Goodbye! Milan Kundera

Nisar Ahmed
The Pub
Published in
3 min readJul 15, 2023
Photo is taken from Hindustan Times

Renowned writer Milan Kundera died at the age of 94.

Milan Kundera, a Czech-born French writer who became a world-renowned writer after starting his writings as a political dissident in communist Czechoslovakia, died in Paris at the age of ninety-four.
Kundera’s death was confirmed by both his publisher in France and Czech media on Wednesday 12 July. He died on Tuesday, July 11.
Among Kundera’s best-known works is his novel The Unbearable Tenderness of Existence, which opens with the scene of Soviet tanks rolling into Prague in 1968. The same Prague where Milan Kundera lived and from where he moved to France in 1975.
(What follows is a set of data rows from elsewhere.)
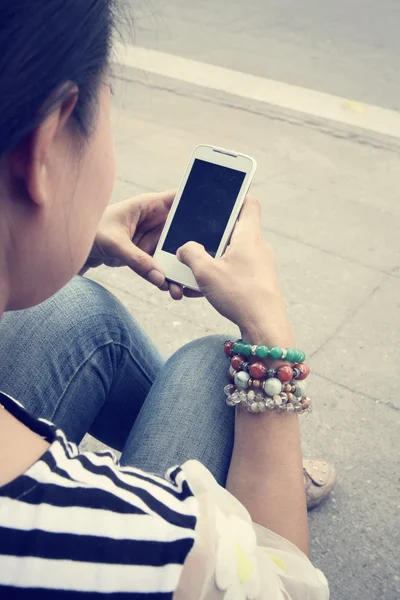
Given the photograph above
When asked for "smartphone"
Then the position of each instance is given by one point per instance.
(205, 209)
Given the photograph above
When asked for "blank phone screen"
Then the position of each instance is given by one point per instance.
(205, 207)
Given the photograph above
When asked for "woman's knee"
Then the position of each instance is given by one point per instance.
(202, 360)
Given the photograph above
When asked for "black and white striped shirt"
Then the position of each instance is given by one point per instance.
(78, 526)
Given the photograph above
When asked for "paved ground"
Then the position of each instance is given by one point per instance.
(350, 48)
(331, 209)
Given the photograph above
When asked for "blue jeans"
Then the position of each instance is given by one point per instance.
(81, 361)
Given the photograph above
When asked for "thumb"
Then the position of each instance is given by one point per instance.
(194, 256)
(141, 263)
(249, 218)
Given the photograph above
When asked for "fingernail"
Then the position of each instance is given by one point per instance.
(156, 278)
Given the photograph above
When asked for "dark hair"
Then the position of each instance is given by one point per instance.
(43, 45)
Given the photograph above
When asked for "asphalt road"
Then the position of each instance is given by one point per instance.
(349, 48)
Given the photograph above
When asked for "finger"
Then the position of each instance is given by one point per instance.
(140, 262)
(194, 256)
(249, 218)
(188, 293)
(175, 291)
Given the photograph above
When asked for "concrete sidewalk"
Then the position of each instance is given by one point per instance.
(331, 209)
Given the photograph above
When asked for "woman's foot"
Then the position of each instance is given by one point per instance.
(319, 481)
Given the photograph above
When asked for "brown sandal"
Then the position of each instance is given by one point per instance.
(319, 480)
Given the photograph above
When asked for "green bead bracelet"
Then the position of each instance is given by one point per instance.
(289, 354)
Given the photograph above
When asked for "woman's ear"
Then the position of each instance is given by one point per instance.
(31, 160)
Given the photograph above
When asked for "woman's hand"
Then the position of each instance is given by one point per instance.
(243, 285)
(128, 235)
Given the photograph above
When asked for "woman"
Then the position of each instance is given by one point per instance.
(75, 525)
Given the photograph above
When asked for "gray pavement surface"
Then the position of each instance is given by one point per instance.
(350, 48)
(331, 209)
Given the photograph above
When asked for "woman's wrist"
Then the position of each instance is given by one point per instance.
(275, 334)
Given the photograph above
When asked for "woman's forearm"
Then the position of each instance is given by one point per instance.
(266, 472)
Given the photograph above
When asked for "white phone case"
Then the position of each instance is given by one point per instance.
(173, 269)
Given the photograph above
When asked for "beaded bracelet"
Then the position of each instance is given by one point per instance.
(239, 347)
(258, 370)
(271, 387)
(257, 402)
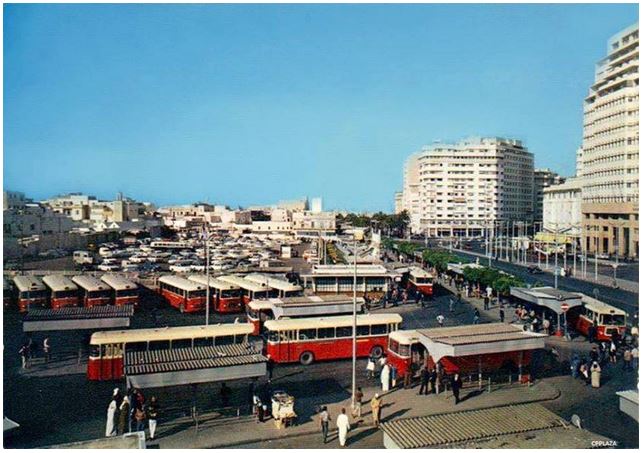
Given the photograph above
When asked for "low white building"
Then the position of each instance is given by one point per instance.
(562, 207)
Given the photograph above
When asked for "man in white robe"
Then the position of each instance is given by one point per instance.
(110, 428)
(343, 426)
(385, 377)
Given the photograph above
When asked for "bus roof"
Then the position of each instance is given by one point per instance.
(276, 283)
(332, 321)
(28, 283)
(214, 282)
(405, 336)
(601, 307)
(181, 283)
(118, 282)
(59, 283)
(245, 284)
(170, 333)
(418, 272)
(89, 283)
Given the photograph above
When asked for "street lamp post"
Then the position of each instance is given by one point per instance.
(354, 322)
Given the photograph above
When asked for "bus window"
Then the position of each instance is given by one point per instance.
(363, 331)
(204, 341)
(343, 332)
(138, 346)
(183, 343)
(327, 332)
(273, 336)
(159, 345)
(307, 334)
(224, 340)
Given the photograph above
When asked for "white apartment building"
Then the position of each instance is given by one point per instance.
(543, 178)
(562, 207)
(411, 192)
(463, 188)
(610, 161)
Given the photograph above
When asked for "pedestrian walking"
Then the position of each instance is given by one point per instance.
(370, 368)
(424, 381)
(635, 358)
(596, 375)
(627, 360)
(139, 416)
(110, 426)
(123, 415)
(385, 377)
(152, 416)
(324, 418)
(24, 356)
(359, 396)
(612, 352)
(343, 426)
(46, 349)
(376, 409)
(456, 385)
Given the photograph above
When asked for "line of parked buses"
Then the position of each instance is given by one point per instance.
(294, 327)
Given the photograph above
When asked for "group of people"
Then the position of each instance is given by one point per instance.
(29, 350)
(129, 413)
(343, 423)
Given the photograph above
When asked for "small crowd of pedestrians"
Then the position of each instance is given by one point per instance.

Against this background and with a deeply personal observation of the political conditions and events of his time, Milan Kundera’s literary themes range from love and exile to politics and personal experiences, and with great intensity.
Kundera was formerly a citizen of Czechoslovakia, but when the Communists were ousted from power in the Velvet Revolution of 1989, Kundera’s homeland was divided and adopted a new name: the Czech Republic. But by then Kundera had made a new beginning for himself in the life of exile.
A new life, a new homeland and a new identity centered on his flat in the French capital Paris and from where he continued his literary creative journey. During this period, Kundera began writing in French instead of Czech.
After beginning a life in exile in France, he rarely visited the Czech Republic even when the Iron Curtain dividing East and West Germany came down in Europe.
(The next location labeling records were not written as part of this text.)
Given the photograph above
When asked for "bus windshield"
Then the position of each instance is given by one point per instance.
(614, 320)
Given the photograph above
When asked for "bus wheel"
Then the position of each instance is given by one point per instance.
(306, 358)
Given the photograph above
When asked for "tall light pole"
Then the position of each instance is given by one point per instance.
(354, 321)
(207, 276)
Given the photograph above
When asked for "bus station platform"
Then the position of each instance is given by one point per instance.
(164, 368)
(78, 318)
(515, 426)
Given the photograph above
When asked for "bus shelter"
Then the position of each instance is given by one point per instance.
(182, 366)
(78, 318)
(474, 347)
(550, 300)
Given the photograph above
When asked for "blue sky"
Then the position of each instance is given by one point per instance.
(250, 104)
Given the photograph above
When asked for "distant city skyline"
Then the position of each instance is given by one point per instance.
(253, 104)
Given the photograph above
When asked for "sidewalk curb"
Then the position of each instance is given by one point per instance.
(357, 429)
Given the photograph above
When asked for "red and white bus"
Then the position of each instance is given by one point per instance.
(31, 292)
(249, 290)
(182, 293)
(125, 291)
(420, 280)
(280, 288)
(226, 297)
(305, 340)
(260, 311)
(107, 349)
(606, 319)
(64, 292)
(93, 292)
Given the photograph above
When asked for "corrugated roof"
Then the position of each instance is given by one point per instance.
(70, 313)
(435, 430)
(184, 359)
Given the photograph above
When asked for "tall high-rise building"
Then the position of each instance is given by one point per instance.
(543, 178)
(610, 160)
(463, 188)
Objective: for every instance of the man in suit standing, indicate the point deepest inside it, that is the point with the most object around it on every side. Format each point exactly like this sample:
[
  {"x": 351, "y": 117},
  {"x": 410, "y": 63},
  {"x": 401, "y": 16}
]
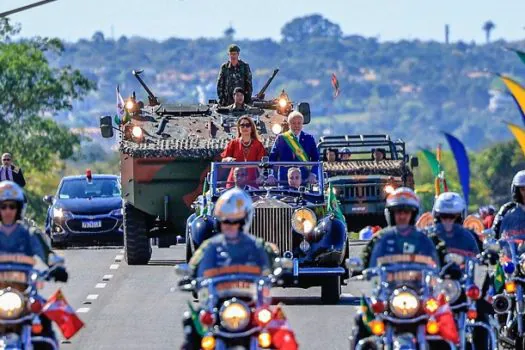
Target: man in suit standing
[
  {"x": 10, "y": 172},
  {"x": 295, "y": 145}
]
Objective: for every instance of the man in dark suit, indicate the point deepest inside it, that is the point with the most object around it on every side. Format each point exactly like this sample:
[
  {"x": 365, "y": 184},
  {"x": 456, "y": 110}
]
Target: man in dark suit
[
  {"x": 295, "y": 145},
  {"x": 10, "y": 172}
]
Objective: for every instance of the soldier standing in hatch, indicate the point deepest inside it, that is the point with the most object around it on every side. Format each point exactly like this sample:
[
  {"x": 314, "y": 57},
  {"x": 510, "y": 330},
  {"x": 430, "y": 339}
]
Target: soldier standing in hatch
[{"x": 234, "y": 73}]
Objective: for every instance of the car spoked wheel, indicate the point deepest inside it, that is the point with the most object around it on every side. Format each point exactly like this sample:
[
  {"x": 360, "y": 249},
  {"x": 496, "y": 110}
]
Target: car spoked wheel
[
  {"x": 136, "y": 242},
  {"x": 331, "y": 290}
]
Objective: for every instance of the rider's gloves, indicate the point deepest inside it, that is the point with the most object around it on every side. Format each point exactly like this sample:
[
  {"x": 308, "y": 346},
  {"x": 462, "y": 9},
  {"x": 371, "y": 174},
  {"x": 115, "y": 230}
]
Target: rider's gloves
[{"x": 59, "y": 274}]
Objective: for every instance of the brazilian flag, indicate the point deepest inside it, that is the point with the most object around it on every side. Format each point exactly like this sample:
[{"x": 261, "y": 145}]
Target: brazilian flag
[
  {"x": 332, "y": 205},
  {"x": 366, "y": 313},
  {"x": 499, "y": 279}
]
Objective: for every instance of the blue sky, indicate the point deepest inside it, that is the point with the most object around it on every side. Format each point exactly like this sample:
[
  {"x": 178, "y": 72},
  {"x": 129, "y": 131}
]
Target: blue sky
[{"x": 160, "y": 19}]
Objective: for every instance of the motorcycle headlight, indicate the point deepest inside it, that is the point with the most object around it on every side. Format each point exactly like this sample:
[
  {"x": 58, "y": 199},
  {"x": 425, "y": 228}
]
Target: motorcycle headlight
[
  {"x": 234, "y": 315},
  {"x": 404, "y": 303},
  {"x": 451, "y": 289},
  {"x": 11, "y": 304},
  {"x": 304, "y": 220}
]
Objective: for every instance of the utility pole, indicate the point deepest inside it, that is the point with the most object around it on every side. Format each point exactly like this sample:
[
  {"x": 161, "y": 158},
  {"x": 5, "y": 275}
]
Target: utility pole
[{"x": 23, "y": 8}]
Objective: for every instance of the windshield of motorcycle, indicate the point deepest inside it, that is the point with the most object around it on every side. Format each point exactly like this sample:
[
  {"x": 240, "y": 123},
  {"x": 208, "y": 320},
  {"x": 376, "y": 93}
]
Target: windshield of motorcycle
[{"x": 278, "y": 176}]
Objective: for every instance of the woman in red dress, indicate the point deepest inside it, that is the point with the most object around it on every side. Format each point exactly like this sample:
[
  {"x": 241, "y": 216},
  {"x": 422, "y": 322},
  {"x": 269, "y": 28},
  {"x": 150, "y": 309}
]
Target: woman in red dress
[{"x": 247, "y": 147}]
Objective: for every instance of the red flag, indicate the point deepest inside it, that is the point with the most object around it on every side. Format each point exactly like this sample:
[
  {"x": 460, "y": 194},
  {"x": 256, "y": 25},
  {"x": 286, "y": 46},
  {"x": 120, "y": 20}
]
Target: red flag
[
  {"x": 57, "y": 309},
  {"x": 335, "y": 84},
  {"x": 445, "y": 319}
]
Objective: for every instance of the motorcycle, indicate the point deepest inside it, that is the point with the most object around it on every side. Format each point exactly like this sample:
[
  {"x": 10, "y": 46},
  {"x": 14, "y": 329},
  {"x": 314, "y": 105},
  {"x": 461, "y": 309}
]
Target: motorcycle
[
  {"x": 462, "y": 293},
  {"x": 20, "y": 303},
  {"x": 235, "y": 313},
  {"x": 509, "y": 305},
  {"x": 404, "y": 314}
]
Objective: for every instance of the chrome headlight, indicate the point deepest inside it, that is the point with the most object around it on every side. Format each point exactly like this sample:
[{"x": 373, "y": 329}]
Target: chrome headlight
[
  {"x": 234, "y": 315},
  {"x": 451, "y": 289},
  {"x": 404, "y": 303},
  {"x": 11, "y": 304},
  {"x": 304, "y": 220}
]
The special thing about Kundera’s novel 'The Unbearable Lightness of Being’, published in 1984, is that it has been translated into many languages ​​of the world like many of his other literary works and writings, and in 1988, a very popular film was also made, but the novel itself was never published in the Czech Republic until 2006, even though the novel had been available in the Czech language since 1985.
The death of the Czech-born French writer Milan Kundera was also confirmed by the Milan Kundera Library in Brno, the city of the present Czech Republic and his birthplace.
Internationally renowned as a novelist, poet, and essayist, Kundera was born on April 1, 1929, in Brno, the second largest city in the present-day Czech Republic, and educated in Prague.

In 1975, Kundera, who left the then communist state of Czechoslovakia and settled in France, spent the last 48 years of his life in France, which is almost half of his life.
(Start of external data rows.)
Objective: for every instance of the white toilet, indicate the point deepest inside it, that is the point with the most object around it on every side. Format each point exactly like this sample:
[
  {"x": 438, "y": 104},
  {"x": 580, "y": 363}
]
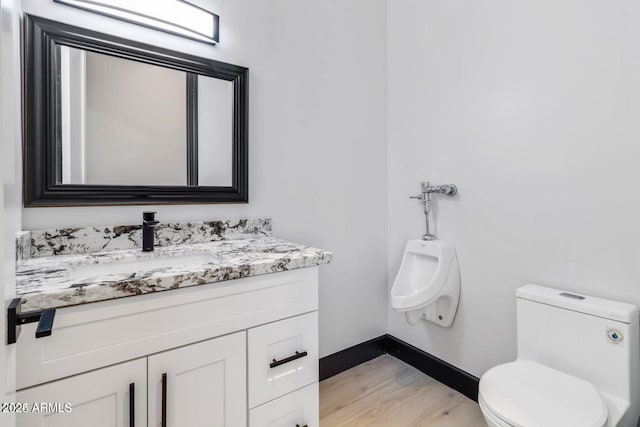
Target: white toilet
[
  {"x": 428, "y": 282},
  {"x": 578, "y": 364}
]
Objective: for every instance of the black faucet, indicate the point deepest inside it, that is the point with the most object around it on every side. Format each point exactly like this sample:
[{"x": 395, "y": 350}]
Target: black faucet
[{"x": 148, "y": 225}]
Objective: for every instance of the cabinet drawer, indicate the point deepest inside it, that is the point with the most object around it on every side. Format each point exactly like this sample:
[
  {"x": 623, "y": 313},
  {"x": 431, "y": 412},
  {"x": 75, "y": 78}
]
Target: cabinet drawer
[
  {"x": 277, "y": 360},
  {"x": 299, "y": 408}
]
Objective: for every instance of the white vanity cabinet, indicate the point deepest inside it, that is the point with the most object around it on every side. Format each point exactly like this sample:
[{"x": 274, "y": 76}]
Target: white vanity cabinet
[
  {"x": 101, "y": 398},
  {"x": 198, "y": 356},
  {"x": 200, "y": 385}
]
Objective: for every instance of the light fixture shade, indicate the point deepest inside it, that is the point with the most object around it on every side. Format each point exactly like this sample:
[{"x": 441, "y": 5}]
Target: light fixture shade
[{"x": 173, "y": 16}]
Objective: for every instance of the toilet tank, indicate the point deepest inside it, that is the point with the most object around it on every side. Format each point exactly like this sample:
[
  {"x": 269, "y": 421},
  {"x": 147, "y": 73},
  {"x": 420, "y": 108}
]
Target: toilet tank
[{"x": 587, "y": 337}]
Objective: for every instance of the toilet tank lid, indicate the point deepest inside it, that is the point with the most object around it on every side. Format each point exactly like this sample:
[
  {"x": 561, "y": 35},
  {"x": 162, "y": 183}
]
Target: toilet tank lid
[{"x": 600, "y": 307}]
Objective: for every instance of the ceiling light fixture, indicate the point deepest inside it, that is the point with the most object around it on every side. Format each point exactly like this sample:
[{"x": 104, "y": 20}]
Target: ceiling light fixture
[{"x": 173, "y": 16}]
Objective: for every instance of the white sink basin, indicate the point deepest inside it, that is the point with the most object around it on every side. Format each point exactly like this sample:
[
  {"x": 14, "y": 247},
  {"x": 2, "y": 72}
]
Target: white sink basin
[{"x": 139, "y": 265}]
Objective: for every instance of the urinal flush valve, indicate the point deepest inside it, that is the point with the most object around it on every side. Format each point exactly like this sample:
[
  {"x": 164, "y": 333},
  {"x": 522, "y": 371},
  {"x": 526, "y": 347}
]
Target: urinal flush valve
[{"x": 425, "y": 198}]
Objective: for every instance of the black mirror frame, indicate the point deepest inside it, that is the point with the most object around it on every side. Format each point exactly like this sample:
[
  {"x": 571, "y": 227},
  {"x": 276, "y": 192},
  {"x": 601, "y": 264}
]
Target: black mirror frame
[{"x": 41, "y": 165}]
Kundera’s literary journey to fame began with his novel The Joke, published in 1967, in which the main character is a young man who is attacked by an innocent boy. He was expelled from both the Communist Party and the university for joking.

Leading international literary critics have been saying about Kundera that he deserved and should have been awarded the Nobel Prize for Literature, but he did not get it.

Milan Kundera, who was once stripped of his Czech citizenship, became a French citizen in 1981. In 2019, he was also given back his Czech citizenship.